Devletin yurttaşlar karşısındaki konumu, onu ülkede ve toplumda adaletin
sağlanmasında yetkili kılmıştır. Adaleti evrensel hukuk değerlerini
temel alarak sağlamak, modern devletlerin başlıca görevlerinden biridir.
20. yüzyılla birlikte hukuk zemininde adaleti ve insan
haklarını temel alan, evrensel kabul edilmiş ortak değerlerin
üretilmesi, devletlerin meşruiyet sağlamak ve güvenilirliğini göstermek
adına bu değerleri benimsemesini beraberinde getirmiştir.
Modern bir devlet, evrensel hukuku savunarak, hukuk, adalet,
vicdan gibi birbirleriyle ilintili kavramların içlerini doldurarak hem
kendi yurttaşları hem de dünya ülkeleri karşısında saygınlık kazanır.
Ne var ki kuramsal olarak, modern bir devletin evrensel
ölçütlerce ilke edinilen hukuku merkeze oturtan değerler sistemi, erk
savaşımından kaynaklı olarak uygulamada her ülkede aynı biçimde
işlememektedir.
Türkiye bunun somut örneklerinden biridir.
***
2012 yılı Türkiyesi’nde işlerliği açısından evrensel hukuktan söz etmek olası değildir.
Kendisi gibi düşünmeyen, kendisinin inandığına inanmayan,
kendisi gibi davranmayan kesimleri ötekileştirerek siyasal alanın dışına
çıkararak sahip olduğu iktidarını sağlamlaştırmak ve sürekli kılmak
amacıyla AKP kendi çıkarları doğrultusunda özel bir hukuk sistemini
hayata geçirmiştir.
Bu, adalet dağıtımında devlet erki ile yurttaşlar arasındaki
ilişkilerde yurttaşları değil devleti/iktidarı koruyan/gözeten bir
sistemdir.
Yargılanan sanıkların kendilerine isnat edilen suçları işleyip
işlemediklerinden bağımsız olarak, Ergenekon, Balyoz, Odatv, KCK gibi
davaların her biri işleyişleri açısından başlı başına birer hukuk
skandalıdır.
Hukuk bir şiddet aracına dönüştürüldükçe gerek yurttaşların gerekse dünya kamuoyunun gözünde saygınlığını yitirmektedir.

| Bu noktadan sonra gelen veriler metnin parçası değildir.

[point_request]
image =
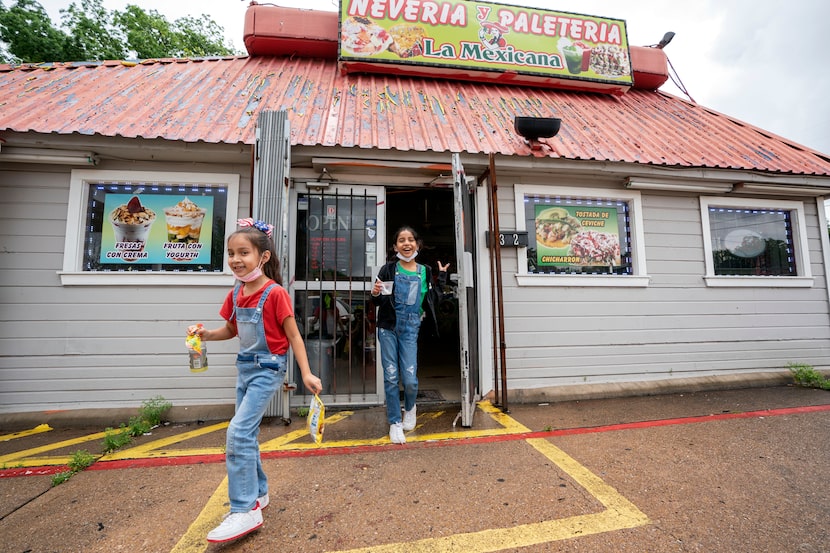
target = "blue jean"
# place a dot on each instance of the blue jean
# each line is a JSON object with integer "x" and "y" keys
{"x": 399, "y": 358}
{"x": 255, "y": 386}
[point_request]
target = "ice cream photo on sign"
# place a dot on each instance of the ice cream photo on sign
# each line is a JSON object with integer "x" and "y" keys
{"x": 131, "y": 224}
{"x": 184, "y": 227}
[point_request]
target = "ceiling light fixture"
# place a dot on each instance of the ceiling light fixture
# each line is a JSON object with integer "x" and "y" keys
{"x": 677, "y": 186}
{"x": 780, "y": 189}
{"x": 47, "y": 155}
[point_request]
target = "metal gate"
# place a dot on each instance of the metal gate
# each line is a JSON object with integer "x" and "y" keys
{"x": 339, "y": 244}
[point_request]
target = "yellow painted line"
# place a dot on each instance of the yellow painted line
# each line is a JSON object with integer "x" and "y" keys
{"x": 51, "y": 447}
{"x": 148, "y": 450}
{"x": 36, "y": 430}
{"x": 619, "y": 513}
{"x": 194, "y": 540}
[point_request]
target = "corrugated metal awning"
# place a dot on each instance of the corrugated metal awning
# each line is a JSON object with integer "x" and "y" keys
{"x": 218, "y": 100}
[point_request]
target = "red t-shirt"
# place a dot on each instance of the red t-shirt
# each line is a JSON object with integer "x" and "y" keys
{"x": 277, "y": 308}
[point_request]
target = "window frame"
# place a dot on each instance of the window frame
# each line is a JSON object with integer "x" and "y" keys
{"x": 72, "y": 273}
{"x": 638, "y": 278}
{"x": 804, "y": 279}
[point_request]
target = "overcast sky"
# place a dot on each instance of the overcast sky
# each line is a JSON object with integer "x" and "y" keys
{"x": 760, "y": 61}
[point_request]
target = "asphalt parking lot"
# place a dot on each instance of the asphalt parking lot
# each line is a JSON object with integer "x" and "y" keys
{"x": 727, "y": 471}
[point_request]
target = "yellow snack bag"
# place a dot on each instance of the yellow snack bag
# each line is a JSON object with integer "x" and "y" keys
{"x": 316, "y": 419}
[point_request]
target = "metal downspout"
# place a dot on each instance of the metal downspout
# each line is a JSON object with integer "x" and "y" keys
{"x": 495, "y": 253}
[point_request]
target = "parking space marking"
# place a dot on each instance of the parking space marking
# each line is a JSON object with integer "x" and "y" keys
{"x": 194, "y": 539}
{"x": 36, "y": 430}
{"x": 619, "y": 513}
{"x": 26, "y": 457}
{"x": 153, "y": 448}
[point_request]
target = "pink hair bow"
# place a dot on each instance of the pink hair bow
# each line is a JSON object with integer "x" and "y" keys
{"x": 268, "y": 229}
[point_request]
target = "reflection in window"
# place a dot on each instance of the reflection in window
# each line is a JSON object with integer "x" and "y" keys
{"x": 578, "y": 235}
{"x": 336, "y": 237}
{"x": 752, "y": 242}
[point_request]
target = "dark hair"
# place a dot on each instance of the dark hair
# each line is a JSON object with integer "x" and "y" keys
{"x": 262, "y": 243}
{"x": 405, "y": 228}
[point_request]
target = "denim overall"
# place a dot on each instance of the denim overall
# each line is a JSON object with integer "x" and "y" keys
{"x": 260, "y": 374}
{"x": 399, "y": 347}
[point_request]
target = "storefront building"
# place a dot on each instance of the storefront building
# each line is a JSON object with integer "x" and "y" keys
{"x": 650, "y": 239}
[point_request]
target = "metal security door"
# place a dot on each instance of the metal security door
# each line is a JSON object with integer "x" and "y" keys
{"x": 467, "y": 312}
{"x": 338, "y": 243}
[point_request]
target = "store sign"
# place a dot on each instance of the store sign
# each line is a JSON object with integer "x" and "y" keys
{"x": 155, "y": 227}
{"x": 577, "y": 236}
{"x": 497, "y": 42}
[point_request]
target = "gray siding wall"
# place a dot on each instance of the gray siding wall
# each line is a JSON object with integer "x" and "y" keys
{"x": 70, "y": 347}
{"x": 676, "y": 327}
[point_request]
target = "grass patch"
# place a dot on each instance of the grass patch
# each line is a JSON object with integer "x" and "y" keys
{"x": 805, "y": 375}
{"x": 150, "y": 415}
{"x": 81, "y": 459}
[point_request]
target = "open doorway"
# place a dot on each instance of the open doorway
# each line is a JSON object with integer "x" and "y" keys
{"x": 430, "y": 212}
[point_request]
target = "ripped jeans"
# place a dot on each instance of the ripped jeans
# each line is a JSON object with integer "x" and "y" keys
{"x": 399, "y": 358}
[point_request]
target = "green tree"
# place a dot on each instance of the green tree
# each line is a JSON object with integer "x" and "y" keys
{"x": 90, "y": 32}
{"x": 29, "y": 35}
{"x": 93, "y": 35}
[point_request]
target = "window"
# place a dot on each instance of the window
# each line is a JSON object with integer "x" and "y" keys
{"x": 140, "y": 223}
{"x": 580, "y": 237}
{"x": 754, "y": 242}
{"x": 336, "y": 236}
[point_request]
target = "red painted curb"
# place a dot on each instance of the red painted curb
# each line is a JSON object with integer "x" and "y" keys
{"x": 150, "y": 462}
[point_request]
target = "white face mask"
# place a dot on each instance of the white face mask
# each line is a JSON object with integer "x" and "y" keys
{"x": 253, "y": 275}
{"x": 408, "y": 259}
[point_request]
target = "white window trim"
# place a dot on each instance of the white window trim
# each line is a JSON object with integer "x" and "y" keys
{"x": 639, "y": 278}
{"x": 802, "y": 258}
{"x": 72, "y": 275}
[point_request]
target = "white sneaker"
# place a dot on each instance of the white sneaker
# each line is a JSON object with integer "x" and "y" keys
{"x": 236, "y": 525}
{"x": 396, "y": 433}
{"x": 263, "y": 501}
{"x": 409, "y": 419}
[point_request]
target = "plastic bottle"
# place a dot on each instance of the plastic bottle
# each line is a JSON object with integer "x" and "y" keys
{"x": 198, "y": 353}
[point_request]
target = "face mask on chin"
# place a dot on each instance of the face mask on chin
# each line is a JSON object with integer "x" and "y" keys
{"x": 253, "y": 275}
{"x": 402, "y": 257}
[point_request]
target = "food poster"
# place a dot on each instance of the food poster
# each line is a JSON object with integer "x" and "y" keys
{"x": 156, "y": 228}
{"x": 577, "y": 236}
{"x": 486, "y": 36}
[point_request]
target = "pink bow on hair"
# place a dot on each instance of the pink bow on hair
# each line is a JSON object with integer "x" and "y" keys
{"x": 268, "y": 229}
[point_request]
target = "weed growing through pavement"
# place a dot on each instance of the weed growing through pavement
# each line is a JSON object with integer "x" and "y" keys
{"x": 116, "y": 439}
{"x": 81, "y": 459}
{"x": 805, "y": 375}
{"x": 154, "y": 409}
{"x": 149, "y": 416}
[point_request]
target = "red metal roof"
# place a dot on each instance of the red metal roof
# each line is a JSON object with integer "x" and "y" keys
{"x": 217, "y": 101}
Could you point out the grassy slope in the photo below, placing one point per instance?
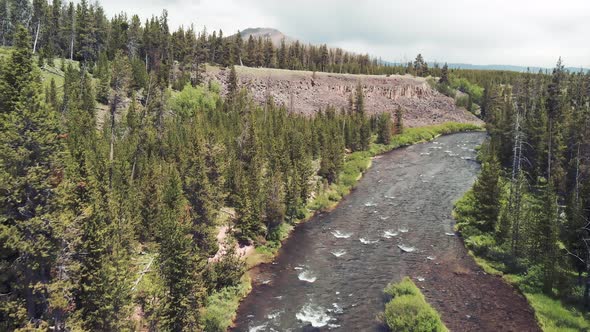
(225, 303)
(552, 315)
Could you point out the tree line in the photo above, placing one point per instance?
(86, 189)
(532, 200)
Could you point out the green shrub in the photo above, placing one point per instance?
(411, 314)
(480, 244)
(408, 311)
(554, 316)
(404, 287)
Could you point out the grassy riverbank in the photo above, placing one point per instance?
(221, 306)
(552, 312)
(408, 310)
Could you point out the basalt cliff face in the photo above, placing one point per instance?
(308, 92)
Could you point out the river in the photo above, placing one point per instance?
(397, 222)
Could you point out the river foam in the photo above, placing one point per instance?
(314, 315)
(307, 276)
(341, 235)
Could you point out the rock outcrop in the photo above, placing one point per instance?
(307, 92)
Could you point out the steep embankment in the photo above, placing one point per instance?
(307, 92)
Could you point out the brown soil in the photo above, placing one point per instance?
(307, 92)
(456, 285)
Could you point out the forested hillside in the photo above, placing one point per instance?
(116, 177)
(528, 213)
(121, 158)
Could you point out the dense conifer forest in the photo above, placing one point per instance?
(117, 157)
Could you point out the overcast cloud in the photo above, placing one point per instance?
(516, 32)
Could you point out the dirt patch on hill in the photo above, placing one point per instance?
(307, 92)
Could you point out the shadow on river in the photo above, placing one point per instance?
(397, 222)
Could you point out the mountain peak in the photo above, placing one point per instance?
(273, 34)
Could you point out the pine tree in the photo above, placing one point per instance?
(399, 121)
(486, 192)
(444, 76)
(30, 159)
(384, 129)
(179, 263)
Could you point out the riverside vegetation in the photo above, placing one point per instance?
(526, 217)
(118, 165)
(112, 225)
(408, 310)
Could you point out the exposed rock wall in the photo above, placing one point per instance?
(307, 92)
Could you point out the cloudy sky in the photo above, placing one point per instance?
(515, 32)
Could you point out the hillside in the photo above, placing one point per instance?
(307, 92)
(275, 35)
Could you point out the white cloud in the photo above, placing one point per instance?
(524, 32)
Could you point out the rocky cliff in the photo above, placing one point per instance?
(307, 92)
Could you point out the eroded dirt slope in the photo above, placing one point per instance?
(307, 92)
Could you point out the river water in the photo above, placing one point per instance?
(331, 272)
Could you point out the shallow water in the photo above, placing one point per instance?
(331, 272)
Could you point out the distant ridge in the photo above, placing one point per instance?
(276, 36)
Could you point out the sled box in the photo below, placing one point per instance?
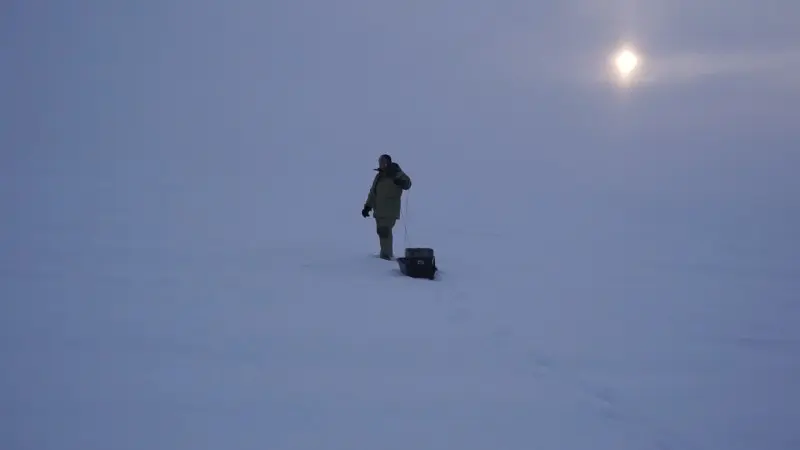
(418, 263)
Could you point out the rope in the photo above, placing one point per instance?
(404, 216)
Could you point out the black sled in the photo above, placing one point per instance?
(418, 263)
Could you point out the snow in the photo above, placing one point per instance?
(183, 264)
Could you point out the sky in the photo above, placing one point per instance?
(196, 118)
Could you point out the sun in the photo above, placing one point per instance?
(625, 62)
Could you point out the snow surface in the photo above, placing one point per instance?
(183, 264)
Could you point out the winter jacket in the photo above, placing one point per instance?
(387, 190)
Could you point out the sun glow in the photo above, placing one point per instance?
(625, 63)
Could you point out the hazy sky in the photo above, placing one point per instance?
(250, 91)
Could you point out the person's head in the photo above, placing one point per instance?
(384, 161)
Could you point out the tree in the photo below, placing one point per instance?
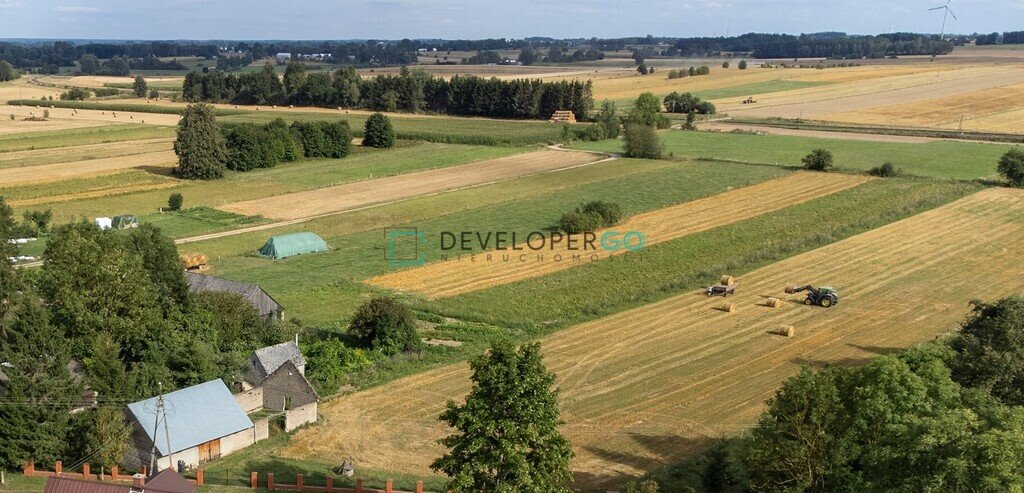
(139, 86)
(1012, 166)
(609, 120)
(378, 131)
(818, 160)
(645, 110)
(641, 141)
(385, 324)
(989, 350)
(7, 72)
(200, 146)
(507, 437)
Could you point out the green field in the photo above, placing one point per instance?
(634, 279)
(940, 159)
(326, 287)
(82, 136)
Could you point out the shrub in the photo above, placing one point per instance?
(386, 325)
(641, 141)
(579, 221)
(610, 213)
(818, 160)
(378, 132)
(885, 170)
(175, 201)
(1012, 166)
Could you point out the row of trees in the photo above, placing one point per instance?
(411, 90)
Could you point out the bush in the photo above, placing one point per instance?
(175, 201)
(610, 213)
(386, 325)
(579, 221)
(641, 141)
(75, 93)
(885, 170)
(818, 160)
(1012, 166)
(378, 132)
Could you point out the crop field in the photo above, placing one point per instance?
(939, 159)
(356, 195)
(653, 385)
(459, 276)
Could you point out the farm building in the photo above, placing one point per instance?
(275, 381)
(203, 422)
(283, 246)
(265, 304)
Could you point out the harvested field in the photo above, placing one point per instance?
(55, 172)
(459, 276)
(653, 385)
(373, 192)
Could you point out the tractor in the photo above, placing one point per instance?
(823, 296)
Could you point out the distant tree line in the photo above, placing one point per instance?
(411, 90)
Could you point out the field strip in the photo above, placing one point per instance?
(649, 386)
(58, 171)
(391, 189)
(17, 159)
(457, 276)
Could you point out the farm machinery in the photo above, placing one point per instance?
(822, 296)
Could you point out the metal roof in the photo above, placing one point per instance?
(195, 415)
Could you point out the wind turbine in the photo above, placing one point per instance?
(942, 34)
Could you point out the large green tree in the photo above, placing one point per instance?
(507, 437)
(200, 146)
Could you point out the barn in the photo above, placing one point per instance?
(203, 422)
(264, 303)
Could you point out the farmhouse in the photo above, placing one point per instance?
(275, 381)
(200, 423)
(264, 303)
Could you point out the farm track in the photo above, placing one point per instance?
(651, 385)
(379, 191)
(59, 171)
(457, 276)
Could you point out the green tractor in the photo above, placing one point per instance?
(824, 296)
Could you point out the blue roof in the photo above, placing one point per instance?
(195, 415)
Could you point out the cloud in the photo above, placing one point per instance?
(67, 9)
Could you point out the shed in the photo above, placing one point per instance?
(264, 303)
(124, 221)
(288, 245)
(203, 422)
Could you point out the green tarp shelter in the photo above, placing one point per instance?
(124, 221)
(287, 245)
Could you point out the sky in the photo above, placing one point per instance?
(480, 18)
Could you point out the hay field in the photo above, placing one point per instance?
(650, 386)
(458, 276)
(363, 194)
(58, 171)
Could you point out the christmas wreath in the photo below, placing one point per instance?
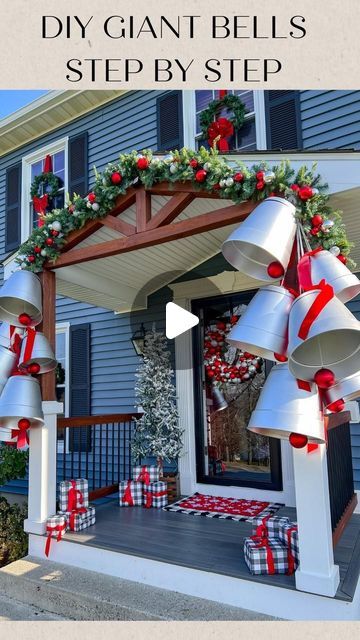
(220, 129)
(227, 364)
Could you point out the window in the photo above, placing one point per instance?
(246, 138)
(32, 166)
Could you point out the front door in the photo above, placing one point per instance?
(227, 385)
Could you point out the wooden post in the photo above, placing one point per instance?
(48, 327)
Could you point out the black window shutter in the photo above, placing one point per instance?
(13, 208)
(169, 121)
(78, 164)
(283, 120)
(80, 402)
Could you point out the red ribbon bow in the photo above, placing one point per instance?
(223, 128)
(144, 475)
(60, 528)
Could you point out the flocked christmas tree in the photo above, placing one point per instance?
(157, 432)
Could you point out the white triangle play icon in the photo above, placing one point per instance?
(178, 320)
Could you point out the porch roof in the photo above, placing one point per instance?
(147, 252)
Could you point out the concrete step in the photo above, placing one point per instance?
(78, 594)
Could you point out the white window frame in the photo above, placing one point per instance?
(27, 161)
(189, 119)
(64, 327)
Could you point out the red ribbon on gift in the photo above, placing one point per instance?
(326, 293)
(60, 528)
(127, 497)
(144, 475)
(222, 128)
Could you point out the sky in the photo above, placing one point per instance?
(11, 101)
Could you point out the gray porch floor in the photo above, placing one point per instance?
(206, 544)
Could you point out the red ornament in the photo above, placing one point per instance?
(324, 378)
(342, 258)
(33, 368)
(24, 423)
(305, 193)
(239, 177)
(275, 270)
(116, 177)
(142, 163)
(317, 221)
(24, 319)
(280, 358)
(337, 406)
(297, 440)
(200, 176)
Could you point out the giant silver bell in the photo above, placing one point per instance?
(283, 409)
(42, 354)
(333, 341)
(21, 293)
(347, 389)
(266, 236)
(21, 398)
(7, 366)
(326, 266)
(262, 329)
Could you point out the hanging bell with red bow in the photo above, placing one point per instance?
(36, 354)
(284, 408)
(21, 299)
(325, 337)
(261, 246)
(262, 328)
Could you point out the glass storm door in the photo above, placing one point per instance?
(227, 385)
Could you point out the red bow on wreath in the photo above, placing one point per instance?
(222, 128)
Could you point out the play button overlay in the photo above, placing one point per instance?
(178, 320)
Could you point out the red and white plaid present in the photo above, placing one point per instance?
(146, 474)
(155, 495)
(55, 528)
(130, 493)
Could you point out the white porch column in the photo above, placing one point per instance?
(185, 395)
(42, 470)
(317, 572)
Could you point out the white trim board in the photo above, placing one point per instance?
(275, 601)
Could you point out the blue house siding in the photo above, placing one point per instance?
(330, 119)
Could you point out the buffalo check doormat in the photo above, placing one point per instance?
(200, 504)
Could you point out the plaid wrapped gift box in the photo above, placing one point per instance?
(73, 494)
(155, 495)
(146, 474)
(130, 493)
(55, 528)
(265, 555)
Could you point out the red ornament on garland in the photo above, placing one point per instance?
(324, 378)
(297, 440)
(116, 177)
(275, 270)
(142, 163)
(200, 176)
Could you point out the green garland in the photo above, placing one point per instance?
(231, 102)
(208, 171)
(45, 179)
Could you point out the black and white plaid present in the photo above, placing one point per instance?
(155, 494)
(265, 555)
(146, 473)
(130, 493)
(269, 525)
(79, 520)
(289, 536)
(81, 486)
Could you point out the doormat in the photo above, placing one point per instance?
(236, 509)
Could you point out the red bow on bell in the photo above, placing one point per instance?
(222, 128)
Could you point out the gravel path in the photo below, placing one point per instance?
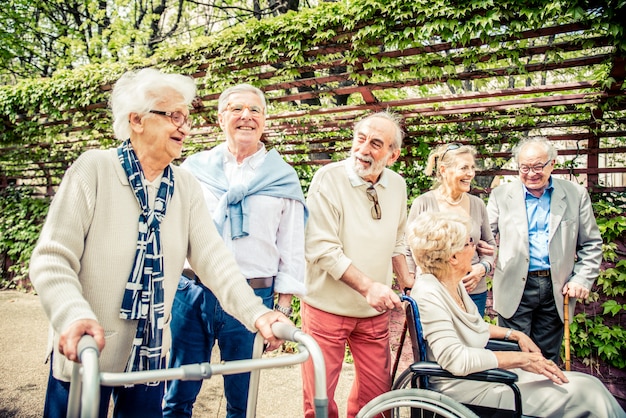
(23, 374)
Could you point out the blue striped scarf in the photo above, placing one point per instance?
(143, 297)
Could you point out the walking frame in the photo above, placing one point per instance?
(84, 396)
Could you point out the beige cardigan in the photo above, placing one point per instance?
(82, 261)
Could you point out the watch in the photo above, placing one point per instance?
(285, 311)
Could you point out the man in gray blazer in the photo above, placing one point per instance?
(549, 246)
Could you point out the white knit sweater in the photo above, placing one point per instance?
(82, 261)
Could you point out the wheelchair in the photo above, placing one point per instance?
(411, 395)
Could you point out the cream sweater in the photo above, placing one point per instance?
(341, 231)
(82, 261)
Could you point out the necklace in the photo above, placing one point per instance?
(450, 201)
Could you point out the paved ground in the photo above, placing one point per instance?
(23, 374)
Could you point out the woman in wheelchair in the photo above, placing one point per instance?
(456, 334)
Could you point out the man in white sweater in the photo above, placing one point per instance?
(257, 204)
(354, 242)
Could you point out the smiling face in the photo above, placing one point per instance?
(244, 129)
(371, 148)
(464, 257)
(458, 176)
(535, 155)
(156, 140)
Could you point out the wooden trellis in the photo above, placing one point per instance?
(542, 88)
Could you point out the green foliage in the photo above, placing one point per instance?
(591, 335)
(20, 224)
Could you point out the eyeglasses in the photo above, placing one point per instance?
(177, 118)
(535, 169)
(237, 108)
(450, 147)
(373, 196)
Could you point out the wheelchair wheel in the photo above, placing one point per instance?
(412, 403)
(404, 381)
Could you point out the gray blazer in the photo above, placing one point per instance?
(575, 244)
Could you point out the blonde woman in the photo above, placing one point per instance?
(456, 335)
(454, 167)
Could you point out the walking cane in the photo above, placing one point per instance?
(566, 323)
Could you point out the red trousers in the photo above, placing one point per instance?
(368, 339)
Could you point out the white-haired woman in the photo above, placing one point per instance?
(115, 241)
(454, 167)
(456, 336)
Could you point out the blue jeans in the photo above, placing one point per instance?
(538, 317)
(480, 300)
(138, 401)
(197, 321)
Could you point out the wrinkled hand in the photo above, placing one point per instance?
(382, 298)
(68, 340)
(484, 249)
(471, 280)
(264, 325)
(536, 363)
(525, 343)
(575, 290)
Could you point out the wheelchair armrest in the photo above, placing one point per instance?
(502, 345)
(429, 368)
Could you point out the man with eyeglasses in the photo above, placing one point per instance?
(549, 246)
(257, 204)
(354, 244)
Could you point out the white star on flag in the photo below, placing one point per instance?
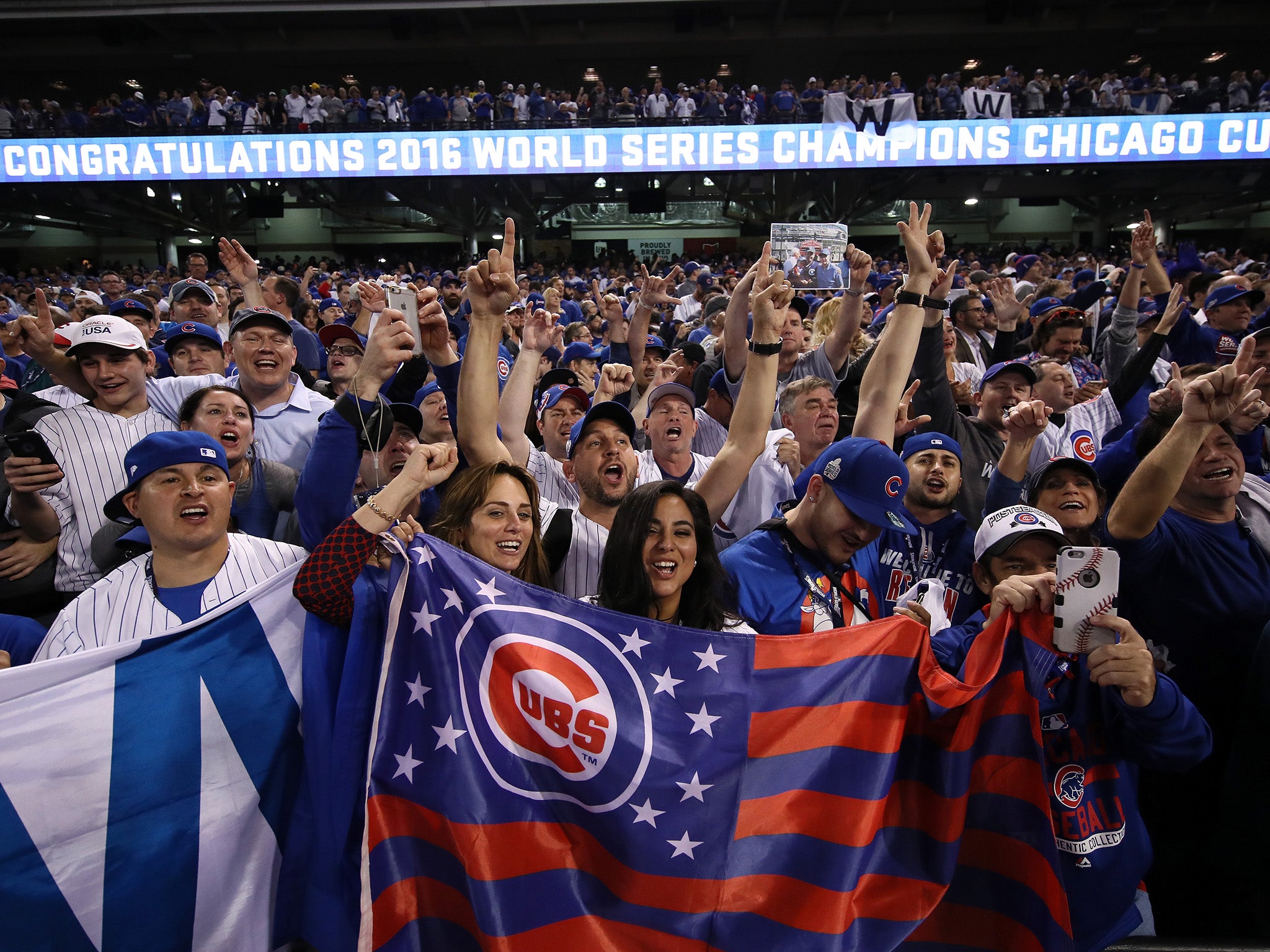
(417, 690)
(424, 620)
(633, 643)
(488, 589)
(665, 682)
(447, 735)
(646, 814)
(709, 659)
(701, 720)
(683, 845)
(695, 788)
(407, 763)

Türkiye bugün Avrupa İnsan Hakları Mahkemesi’nde aleyhine açılmış olan 18 bin 500 dava ile Rusya’dan sonra ikinci sıradadır.
***
İktidar bu ülkeyi hukuk yoluyla bir korku imparatorluğu durumuna getirmiştir.
Fakat yapmak istediğini yapamamak, söylemek istediğini
söyleyememek duygusu insanı içinde biriktirdikleri ölçüsünde kendinden
beklenmeyen tepkisel davranışlara götürür. Bunun örnekleri ortadadır.
Kısaca söylemek gerekirse, bu gidiş hiç hayırlı bir gidiş değildir.